Two cups of chick pea flour
2 teaspoons of crushed garlic
1 cup freshly chopped spinach
1 cup of freshly chopped onions
1/2 cup of freshly grated carrots
1/2 cup of tinned creamy corn or peas or both
1 level teaspoon salt
1/2 teaspoon turmeric
1/2 teaspoon cayenne pepper
1/2 cup freshly chopped cilantro


Mix all of the above ingredients in a mixing bowl with some water to form a thick paste.
Heat a liter of oil for frying in a deep saucepan at medium heat.
Add 1/2 teaspoon baking powder into the mixture and mix thoroughly
Spoon out mixture with a tablespoon into oil forming small balls. Fry until golden brown turning each fritter to cook all the way inside.
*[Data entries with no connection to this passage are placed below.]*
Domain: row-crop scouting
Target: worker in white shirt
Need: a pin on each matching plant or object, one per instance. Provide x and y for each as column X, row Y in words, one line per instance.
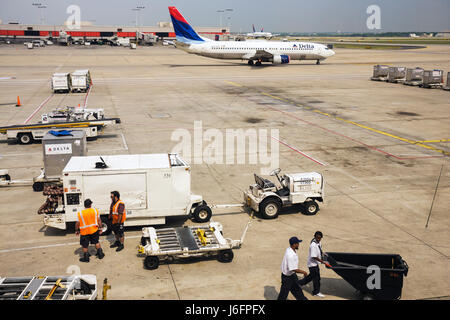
column 289, row 270
column 314, row 258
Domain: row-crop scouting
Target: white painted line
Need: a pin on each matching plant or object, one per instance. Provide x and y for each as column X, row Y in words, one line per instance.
column 56, row 245
column 20, row 154
column 124, row 141
column 38, row 108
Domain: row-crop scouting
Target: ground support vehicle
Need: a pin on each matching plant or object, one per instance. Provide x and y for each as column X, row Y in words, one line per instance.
column 27, row 133
column 380, row 73
column 303, row 189
column 75, row 287
column 152, row 186
column 433, row 79
column 189, row 241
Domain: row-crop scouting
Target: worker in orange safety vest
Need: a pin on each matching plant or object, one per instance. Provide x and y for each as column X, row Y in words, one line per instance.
column 117, row 215
column 89, row 225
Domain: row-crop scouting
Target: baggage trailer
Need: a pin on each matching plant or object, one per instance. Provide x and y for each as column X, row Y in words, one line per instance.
column 5, row 180
column 184, row 242
column 414, row 77
column 27, row 133
column 360, row 270
column 396, row 74
column 380, row 73
column 61, row 82
column 447, row 86
column 69, row 114
column 152, row 186
column 81, row 80
column 433, row 79
column 57, row 151
column 75, row 287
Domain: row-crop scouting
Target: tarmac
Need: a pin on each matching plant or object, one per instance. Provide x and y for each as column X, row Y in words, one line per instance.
column 382, row 148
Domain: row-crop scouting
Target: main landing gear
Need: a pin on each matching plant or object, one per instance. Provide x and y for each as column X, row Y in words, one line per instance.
column 256, row 63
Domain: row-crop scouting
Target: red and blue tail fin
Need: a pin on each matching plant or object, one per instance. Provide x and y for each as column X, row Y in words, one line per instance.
column 184, row 32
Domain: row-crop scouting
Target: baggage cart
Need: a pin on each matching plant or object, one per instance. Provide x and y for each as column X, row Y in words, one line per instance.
column 433, row 79
column 380, row 73
column 396, row 74
column 447, row 86
column 75, row 287
column 184, row 242
column 414, row 77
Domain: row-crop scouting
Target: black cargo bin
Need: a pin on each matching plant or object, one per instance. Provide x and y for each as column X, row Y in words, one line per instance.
column 376, row 276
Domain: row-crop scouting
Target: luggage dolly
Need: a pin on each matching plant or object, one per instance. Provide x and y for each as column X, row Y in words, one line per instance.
column 184, row 242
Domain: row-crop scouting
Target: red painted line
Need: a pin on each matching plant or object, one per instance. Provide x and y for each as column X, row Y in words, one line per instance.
column 354, row 140
column 300, row 152
column 39, row 108
column 87, row 95
column 337, row 133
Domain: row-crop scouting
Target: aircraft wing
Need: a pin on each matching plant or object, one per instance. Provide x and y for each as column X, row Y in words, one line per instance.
column 257, row 54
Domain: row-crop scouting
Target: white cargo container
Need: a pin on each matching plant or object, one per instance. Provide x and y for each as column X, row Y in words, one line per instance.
column 447, row 87
column 152, row 186
column 61, row 82
column 433, row 79
column 81, row 80
column 123, row 42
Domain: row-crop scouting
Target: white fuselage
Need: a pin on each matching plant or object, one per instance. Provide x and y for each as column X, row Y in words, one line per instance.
column 266, row 35
column 244, row 50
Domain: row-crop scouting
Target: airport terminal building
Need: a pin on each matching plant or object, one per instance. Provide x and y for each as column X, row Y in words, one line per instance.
column 164, row 31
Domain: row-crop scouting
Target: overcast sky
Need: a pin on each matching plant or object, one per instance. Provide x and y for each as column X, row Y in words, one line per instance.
column 273, row 15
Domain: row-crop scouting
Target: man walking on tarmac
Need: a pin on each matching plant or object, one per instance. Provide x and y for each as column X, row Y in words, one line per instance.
column 89, row 226
column 314, row 258
column 117, row 214
column 289, row 270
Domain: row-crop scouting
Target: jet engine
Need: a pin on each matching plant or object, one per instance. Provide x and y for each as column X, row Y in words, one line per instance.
column 280, row 59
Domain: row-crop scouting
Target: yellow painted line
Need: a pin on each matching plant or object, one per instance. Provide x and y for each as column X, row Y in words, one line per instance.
column 416, row 143
column 274, row 97
column 234, row 84
column 434, row 141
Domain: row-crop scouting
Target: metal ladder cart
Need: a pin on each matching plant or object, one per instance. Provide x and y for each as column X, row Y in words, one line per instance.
column 75, row 287
column 184, row 242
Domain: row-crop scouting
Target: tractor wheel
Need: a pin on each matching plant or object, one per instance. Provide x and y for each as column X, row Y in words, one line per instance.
column 151, row 262
column 226, row 256
column 202, row 213
column 311, row 208
column 269, row 208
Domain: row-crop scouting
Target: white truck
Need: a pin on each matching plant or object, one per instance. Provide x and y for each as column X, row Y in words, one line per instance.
column 81, row 80
column 295, row 188
column 61, row 82
column 152, row 186
column 72, row 114
column 125, row 42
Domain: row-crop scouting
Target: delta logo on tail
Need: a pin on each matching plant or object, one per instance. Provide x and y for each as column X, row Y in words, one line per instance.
column 254, row 52
column 183, row 30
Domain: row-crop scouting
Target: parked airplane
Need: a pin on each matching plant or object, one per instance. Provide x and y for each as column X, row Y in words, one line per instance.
column 254, row 51
column 261, row 34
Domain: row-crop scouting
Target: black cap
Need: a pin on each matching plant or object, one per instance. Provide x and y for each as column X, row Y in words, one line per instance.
column 294, row 240
column 87, row 203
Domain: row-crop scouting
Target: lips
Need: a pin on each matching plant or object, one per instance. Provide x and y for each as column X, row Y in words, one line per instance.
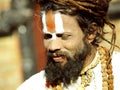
column 58, row 58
Remove fried fritters and place on paper towels to drain excess oil.
Serve with tamarind chutney which you can buy ready or make.

Tamarind Chutney

Boil a  small block of tamarind with two tablespoons of sugar in some water for an hour or so until soft. (Add more water if necessary.) Strain the thickened paste into a bowl using a strainer and add salt and cayenne pepper to taste.Option - sprinkle a little chopped cilantro.

Will be posting more recipe's soon. I will be glad to answer any questions.